Not the case. Mania is destructive! It might feel good at the time, but feelings aren't facts. You're not doing great things. You're usually doing stupid things that feel good. Also, people hurt others more often when they're manic. In manic phases, you have no filter, you say hurtful things you have to deal with later and you don't even remember saying them.
2. What could treatment providers do better for bipolar patients?
First, providers do a poor job explaining that the illness is like a spectrum and that the symptoms aren't always there. People will tell me, "Hey, I've seen you be ok," and that's true. Even untreated, I could go months without a manic or depressive episode. So then I get to thinking, when I do start getting symptoms, "Why am I acting this way now? It has to be a choice." It messes with your head.
Second, they can do a less-than-stellar job explaining the nature of the illness. There's a lot of bad information out there on bipolar disorder that newly-diagnosed people may have heard and thus worry about now that they have the diagnosis. If they're left to learn about it on their own they'll find a lot of bad information that won't help. From what I knew about bipolar disorder, I was scared. I was simply told the diagnosis like I'd understand it as easily as a broken bone. I thought my life was going to consist of an institution and that suicide was inevitable. I remember thinking, "Thank God they caught this now before I murdered my family," because we're told mentally ill people are dangerous. People are scared, and they need comfort and reassurance in the face of a diagnosis like this.
Third, providers are good at helping people stabilize, at getting out of that depressive or hypomanic/manic episode. Then what? What about keeping stable? It shouldn't be, "You're stable now. Out you go." Getting stable is easy; keeping stability is the challenge and where the therapy really is. Patients often aren't coached on developing a smoke alarm for sensing symptoms coming on. Or we don't want to because we've been stable, and thinking about being unstable is scary. It's denial. Providers have to work with bipolar patients on accepting taking responsibility and that it is a lifestyle now to manage the illness.
3. If you could drive home the most meddling thing about the bipolar experience you think providers need to understand, what is it?
That your thoughts are not your own. I really wish people got that. There's this idea they are the patient's voluntary thoughts. No, they're diseased thoughts emanating from their brain; that's the extent they own them. You can't be in complete control of your faculties and happen to be manic or severely depressed. Getting frustrated with people who want help but don't have the wherewithal to fully engage it at the moment is an insult to injury.

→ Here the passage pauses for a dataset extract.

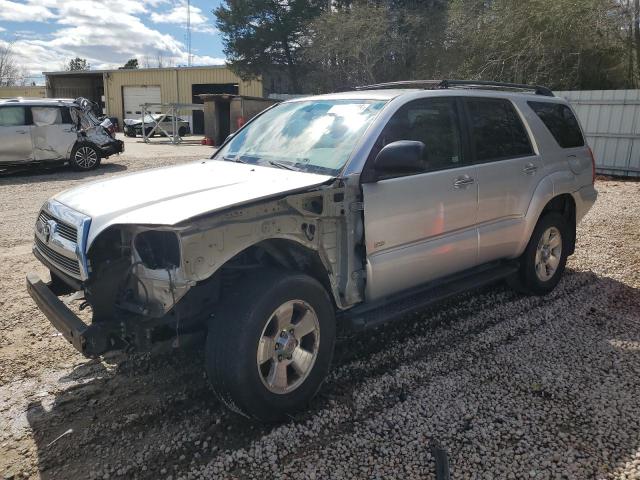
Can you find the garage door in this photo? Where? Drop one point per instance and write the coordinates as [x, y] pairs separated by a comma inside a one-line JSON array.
[[133, 97]]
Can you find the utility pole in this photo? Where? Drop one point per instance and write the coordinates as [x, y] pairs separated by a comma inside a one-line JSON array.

Providers need to meet patients where they're at. If that's simply being supportive and monitoring them for risk while a new medication kicks in, so be it. Then, the real work of keeping them stable can start, using the experience they're coming out of as fresh motivation to work on lifestyle changes that can help keep episodes at bay, or developing a smoke alarm system to detect the tiniest signs an episode may be starting and seek out providers as soon as possible.
G. Howard, personal communication, November 18, 2020.